* * *
Я стою перед зеркалом, держу Андрюшину шкуру в руках и не могу решиться. Знаю, выбора у меня нет, но все равно не могу. Когда я надену ее, я смогу победить, но, возможно, потеряю себя. Плата за самое смертоносное оружие всегда такова. Но заплатить ее я должна сейчас, а не потом – в этом суть заклинания. Все плохое произойдет сейчас перед зеркалом, а потом будет уже все равно.
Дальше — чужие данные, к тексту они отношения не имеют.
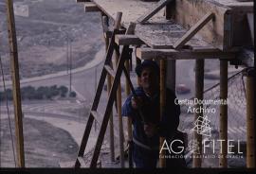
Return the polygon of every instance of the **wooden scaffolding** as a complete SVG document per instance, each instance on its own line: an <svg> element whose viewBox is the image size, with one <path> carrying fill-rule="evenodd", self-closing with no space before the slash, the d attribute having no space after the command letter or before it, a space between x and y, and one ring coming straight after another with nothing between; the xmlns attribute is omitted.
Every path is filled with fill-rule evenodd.
<svg viewBox="0 0 256 174"><path fill-rule="evenodd" d="M102 16L102 27L106 47L113 31L109 29L109 18L114 20L119 12L122 13L119 33L127 29L131 23L136 23L132 34L116 34L115 43L119 46L134 46L139 60L155 60L160 64L160 108L165 106L165 88L167 68L172 79L172 88L175 89L175 62L178 60L195 60L195 97L203 99L204 67L206 59L220 61L220 99L228 97L228 63L238 64L237 53L242 46L253 45L254 36L252 25L243 26L253 13L253 2L215 1L215 0L161 0L159 2L143 2L140 0L77 0L84 2L86 12L100 11ZM165 16L163 16L165 14ZM243 37L239 33L243 32ZM252 38L252 40L251 40ZM126 67L129 67L126 61ZM255 111L252 97L254 82L251 69L248 71L247 92L247 167L255 167ZM113 72L114 73L114 72ZM108 76L108 91L111 77ZM128 81L127 81L128 84ZM129 85L126 94L129 95ZM119 125L122 127L120 115L120 87L117 92ZM200 105L196 106L197 108ZM197 119L201 113L195 114ZM220 106L220 139L228 140L228 105ZM109 119L110 139L113 139L113 119ZM131 120L128 120L128 137L131 138ZM194 134L198 142L202 135ZM119 141L123 142L123 132L119 132ZM111 141L112 142L112 141ZM110 145L113 155L113 142ZM202 147L200 147L200 151ZM120 164L123 165L123 147L120 146ZM228 166L225 157L228 148L221 152L224 156L219 160L220 167ZM165 166L160 160L160 166ZM193 167L201 166L201 159L195 158Z"/></svg>

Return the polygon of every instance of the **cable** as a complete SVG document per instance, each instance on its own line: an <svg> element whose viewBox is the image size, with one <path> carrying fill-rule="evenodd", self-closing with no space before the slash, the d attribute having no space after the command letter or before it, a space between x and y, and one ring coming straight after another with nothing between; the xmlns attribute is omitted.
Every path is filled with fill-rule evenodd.
<svg viewBox="0 0 256 174"><path fill-rule="evenodd" d="M9 116L9 110L8 98L7 98L6 82L5 82L5 76L4 76L4 70L3 70L3 64L2 64L2 58L1 58L1 56L0 56L0 68L1 68L1 73L2 73L3 86L4 86L4 96L5 96L6 104L7 104L9 127L10 139L11 139L11 148L12 148L12 152L13 152L13 160L14 160L14 165L15 165L15 167L16 167L14 143L13 143L13 136L12 136L12 131L11 131L10 116Z"/></svg>

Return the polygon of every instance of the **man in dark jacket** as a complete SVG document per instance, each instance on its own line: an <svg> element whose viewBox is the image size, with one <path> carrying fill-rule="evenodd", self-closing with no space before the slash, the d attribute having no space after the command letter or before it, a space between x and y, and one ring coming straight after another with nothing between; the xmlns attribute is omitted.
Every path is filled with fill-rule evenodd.
<svg viewBox="0 0 256 174"><path fill-rule="evenodd" d="M175 135L180 107L174 104L174 93L166 89L166 107L160 120L158 65L155 61L144 61L136 67L136 72L139 81L139 87L136 89L137 97L128 96L122 107L122 115L132 118L132 156L136 166L154 168L159 158L159 137L171 140ZM174 165L173 160L170 162L167 165Z"/></svg>

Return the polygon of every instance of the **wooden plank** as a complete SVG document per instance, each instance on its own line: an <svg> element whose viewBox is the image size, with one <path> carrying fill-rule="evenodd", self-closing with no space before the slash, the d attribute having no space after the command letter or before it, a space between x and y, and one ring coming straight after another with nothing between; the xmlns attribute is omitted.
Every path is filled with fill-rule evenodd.
<svg viewBox="0 0 256 174"><path fill-rule="evenodd" d="M119 45L141 45L144 44L136 35L116 35L115 42Z"/></svg>
<svg viewBox="0 0 256 174"><path fill-rule="evenodd" d="M174 44L186 33L186 30L172 21L163 20L159 23L139 25L135 34L150 47L155 49L172 49ZM187 46L210 46L197 34L187 44Z"/></svg>
<svg viewBox="0 0 256 174"><path fill-rule="evenodd" d="M15 116L16 154L18 167L25 167L24 135L23 135L23 113L20 92L19 58L16 38L15 18L13 1L6 1L8 35L9 45L10 68L12 78L12 97ZM13 149L14 150L14 149Z"/></svg>
<svg viewBox="0 0 256 174"><path fill-rule="evenodd" d="M175 49L137 48L137 57L141 60L167 59L167 60L197 60L197 59L234 59L236 52L223 52L221 50L192 51Z"/></svg>
<svg viewBox="0 0 256 174"><path fill-rule="evenodd" d="M198 34L206 42L221 50L229 49L231 46L232 21L230 8L214 0L176 0L172 9L172 17L175 23L180 24L187 29L191 28L208 12L214 13L214 21L206 25Z"/></svg>
<svg viewBox="0 0 256 174"><path fill-rule="evenodd" d="M77 3L91 2L90 0L76 0Z"/></svg>
<svg viewBox="0 0 256 174"><path fill-rule="evenodd" d="M200 19L194 26L192 26L190 30L182 36L174 44L175 49L181 48L189 40L191 40L202 27L205 26L211 19L213 19L214 14L212 12L208 12L202 19Z"/></svg>
<svg viewBox="0 0 256 174"><path fill-rule="evenodd" d="M84 11L85 12L98 12L98 11L101 11L101 9L96 6L95 3L86 2L84 3Z"/></svg>
<svg viewBox="0 0 256 174"><path fill-rule="evenodd" d="M113 20L117 12L123 13L121 25L125 27L129 26L130 22L136 22L137 19L145 14L149 9L156 4L156 2L143 2L140 0L92 0L105 14ZM161 16L157 13L153 18Z"/></svg>
<svg viewBox="0 0 256 174"><path fill-rule="evenodd" d="M104 65L104 68L112 78L115 78L116 73L109 65Z"/></svg>
<svg viewBox="0 0 256 174"><path fill-rule="evenodd" d="M82 159L82 157L79 156L78 160L79 160L79 163L80 163L82 167L86 167L86 164L85 164L84 160Z"/></svg>
<svg viewBox="0 0 256 174"><path fill-rule="evenodd" d="M99 124L102 123L103 115L101 113L97 111L91 111L91 113Z"/></svg>
<svg viewBox="0 0 256 174"><path fill-rule="evenodd" d="M253 17L253 13L247 13L247 22L248 22L248 26L249 26L251 40L252 40L252 43L254 44L254 20L253 20L254 17Z"/></svg>
<svg viewBox="0 0 256 174"><path fill-rule="evenodd" d="M160 0L157 4L155 4L153 8L147 11L144 15L139 17L137 22L140 24L144 24L147 22L152 16L157 13L161 9L163 9L167 4L172 2L173 0Z"/></svg>

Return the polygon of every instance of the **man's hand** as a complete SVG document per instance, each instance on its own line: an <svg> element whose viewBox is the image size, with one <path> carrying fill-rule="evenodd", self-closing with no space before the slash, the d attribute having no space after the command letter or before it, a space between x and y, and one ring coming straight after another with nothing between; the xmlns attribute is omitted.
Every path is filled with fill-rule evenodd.
<svg viewBox="0 0 256 174"><path fill-rule="evenodd" d="M148 137L154 136L157 132L156 125L147 123L144 125L144 131Z"/></svg>
<svg viewBox="0 0 256 174"><path fill-rule="evenodd" d="M132 107L135 110L137 110L143 105L143 98L141 96L137 96L137 98L133 96L131 101L132 101Z"/></svg>

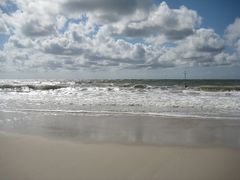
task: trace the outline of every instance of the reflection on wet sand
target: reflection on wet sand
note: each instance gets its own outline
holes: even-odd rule
[[[1,112],[0,130],[83,143],[240,147],[239,120]]]

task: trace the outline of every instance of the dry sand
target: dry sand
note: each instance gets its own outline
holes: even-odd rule
[[[240,149],[83,144],[0,133],[0,180],[239,180]]]

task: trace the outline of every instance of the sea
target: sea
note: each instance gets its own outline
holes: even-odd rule
[[[240,120],[240,80],[0,80],[0,112]]]

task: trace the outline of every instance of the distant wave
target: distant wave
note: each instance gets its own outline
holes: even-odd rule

Смотрю на себя последний раз: у меня зеленые глаза и каштановые волосы, такие же, как у тебя. Этого мне хватит, чтобы не забыть.
Просовываю руки в колючие рукава, накидываю свитер на голову, тьма смыкается надо мной и острыми когтями царапает спину. Горловина теперь выглядит светом в конце тоннеля, и я знаю – пока я доберусь до нее, моя спина и руки превратятся в кровавое месиво. Шерстяная темнота набухает и превращается в Андрюшино лицо. Оно шевелится множеством острых ворсинок. Большой вязаный рот Андрея смеется и извивается, прижимается к моим губам, и ворсинки втыкаются в них как хоботки жадных насекомых, готовые высосать из меня всю жизнь до последней капли.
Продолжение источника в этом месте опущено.